Yemen'de on binlerce kişi, Tel Aviv'in Gazze Şeridi'nde gerçekleştirdiği soykırıma ve İsraillilerin işgal altındaki Kudüs'te Mescid-i Aksa'ya düzenlediği baskınlara tepki gösterdi.
Husilerin kontrolündeki El-Mesire televizyonunun haberine göre, Filistin halkına ve Mescid-i Aksa'ya destek amacıyla Hudeyde, Hacce, Saada, Amran, Taiz ve İbb gibi çeşitli vilayetlerde kitlesel gösteriler düzenlendi.
Husilerin lideri Abdulmelik el-Husi'nin çağrısı üzerine başkent Sana'da, "Gazze ve Mescid-i Aksa saldırı altındayken İsrail'in güvenliği yok" sloganıyla düzenlenen gösteriye on binlerce kişi katıldı.
Göstericiler, Yemen ve Filistin bayraklarının yanı sıra, Filistin halkının 600 günden fazla süredir maruz kaldığı soykırım suçunu kınayan ifadelerin yazıldığı pankartlar taşıdı.
Ayrıca, "Gazze ile beraberiz ve gelecek olan daha büyük olacak", "Suçlular pişman olacak", "Ey millet, burası senin Mescid-i Aksa'n... kıskançlık nerede?" şeklinde sloganlar attılar.
İsrail Ulusal Güvenlik Bakanı aşırı sağcı Itamar Ben-Gvir ve Necef ile Celile Kalkınma Bakanı Yitzhak Wasserlauf'ın yer aldığı bir grup siyasetçi, 26 Mayıs'ta işgal altındaki Doğu Kudüs'teki Mescid-i Aksa'ya baskın düzenlemişti.
Ateşkesi bozan İsrail ordusu, Gazze'yi kalıcı işgal için harekete geçti. 19 Ocak'ta yürürlüğe giren ateşkesin ardından 18 Mart'ta, İsrail ordusu şiddetli saldırılarına yeniden başladı. İlgili saldırılar sebebiyle çoğunluğu yaşlı, kadın ve çocuk olmak üzere 4 bin 58 Filistinli hayatını kaybederken, 11 bin 729 kişi yaralandı.

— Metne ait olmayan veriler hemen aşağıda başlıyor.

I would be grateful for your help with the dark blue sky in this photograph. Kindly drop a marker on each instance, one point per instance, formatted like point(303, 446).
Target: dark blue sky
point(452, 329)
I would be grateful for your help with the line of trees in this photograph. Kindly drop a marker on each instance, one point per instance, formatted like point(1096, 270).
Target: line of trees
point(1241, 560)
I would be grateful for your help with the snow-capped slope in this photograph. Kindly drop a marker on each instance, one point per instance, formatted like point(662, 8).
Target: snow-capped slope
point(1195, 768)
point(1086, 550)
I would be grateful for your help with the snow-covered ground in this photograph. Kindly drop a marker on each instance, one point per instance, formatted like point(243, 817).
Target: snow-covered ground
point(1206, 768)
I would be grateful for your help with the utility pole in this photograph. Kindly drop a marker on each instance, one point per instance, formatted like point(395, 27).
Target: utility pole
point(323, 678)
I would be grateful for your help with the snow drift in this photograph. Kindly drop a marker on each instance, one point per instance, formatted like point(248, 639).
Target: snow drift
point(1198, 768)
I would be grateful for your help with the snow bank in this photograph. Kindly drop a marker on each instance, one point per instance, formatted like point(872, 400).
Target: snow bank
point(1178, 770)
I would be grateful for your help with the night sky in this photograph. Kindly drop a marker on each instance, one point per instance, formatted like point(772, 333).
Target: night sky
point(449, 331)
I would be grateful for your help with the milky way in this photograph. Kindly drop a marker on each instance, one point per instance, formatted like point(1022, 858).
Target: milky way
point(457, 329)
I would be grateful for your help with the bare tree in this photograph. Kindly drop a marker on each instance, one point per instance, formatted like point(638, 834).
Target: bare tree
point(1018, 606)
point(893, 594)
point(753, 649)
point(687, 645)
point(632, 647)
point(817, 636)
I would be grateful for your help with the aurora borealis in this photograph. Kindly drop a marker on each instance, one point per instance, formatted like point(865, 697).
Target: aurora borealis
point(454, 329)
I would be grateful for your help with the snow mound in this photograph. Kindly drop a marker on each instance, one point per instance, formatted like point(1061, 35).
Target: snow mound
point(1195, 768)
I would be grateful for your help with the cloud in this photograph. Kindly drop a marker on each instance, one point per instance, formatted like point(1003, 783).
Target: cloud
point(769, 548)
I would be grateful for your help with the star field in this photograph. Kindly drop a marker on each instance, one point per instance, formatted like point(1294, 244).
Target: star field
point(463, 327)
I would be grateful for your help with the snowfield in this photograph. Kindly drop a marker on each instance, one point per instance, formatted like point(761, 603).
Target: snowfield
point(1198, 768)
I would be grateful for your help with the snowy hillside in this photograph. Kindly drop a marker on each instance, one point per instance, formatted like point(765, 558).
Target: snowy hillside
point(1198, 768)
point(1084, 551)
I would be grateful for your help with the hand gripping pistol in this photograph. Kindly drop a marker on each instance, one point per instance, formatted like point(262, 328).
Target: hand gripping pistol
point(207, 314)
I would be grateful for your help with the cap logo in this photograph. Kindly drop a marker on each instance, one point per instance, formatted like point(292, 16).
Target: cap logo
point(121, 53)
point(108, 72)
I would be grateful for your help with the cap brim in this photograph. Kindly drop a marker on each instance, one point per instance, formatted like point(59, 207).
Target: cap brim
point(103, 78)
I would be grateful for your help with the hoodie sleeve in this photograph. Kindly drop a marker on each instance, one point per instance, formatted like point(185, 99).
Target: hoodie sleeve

Öte yandan, İsrail'in Gazze Şeridi’ne 7 Ekim 2023 tarihinden bu yana düzenlediği saldırılarda hayatını kaybeden Filistinli sayısı 54 bin 321’e, yaralı sayısı ise 123 bin 770’e yükseldi. İsrail ordusu Gazze Şeridi’nde işgali genişletme ve kalıcı hale getirme planını uygulamaya başladı. Başbakan Binyamin Netanyahu, Gazze Şeridi’nin tamamının işgal edileceğini duyurdu.
Plan doğrultusunda, İsrail ordusu Gazze Şeridi'ni kalıcı olarak işgal ederken, Filistinliler Gazze'nin güneyindeki "toplama kamplarına" sürülmesi öngörülüyor. Burada Filistinlilere, "hayatta kalacakları" kadar insani yardım verileceği belirtiliyor. İsrailli bakanlar, Gazze Şeridi’nde sağlam kalan her şeyi yıkacaklarını ve Filistinlileri önce güneye, oradan da başka ülkelere sürmeyi planladıklarını ifade ettiler.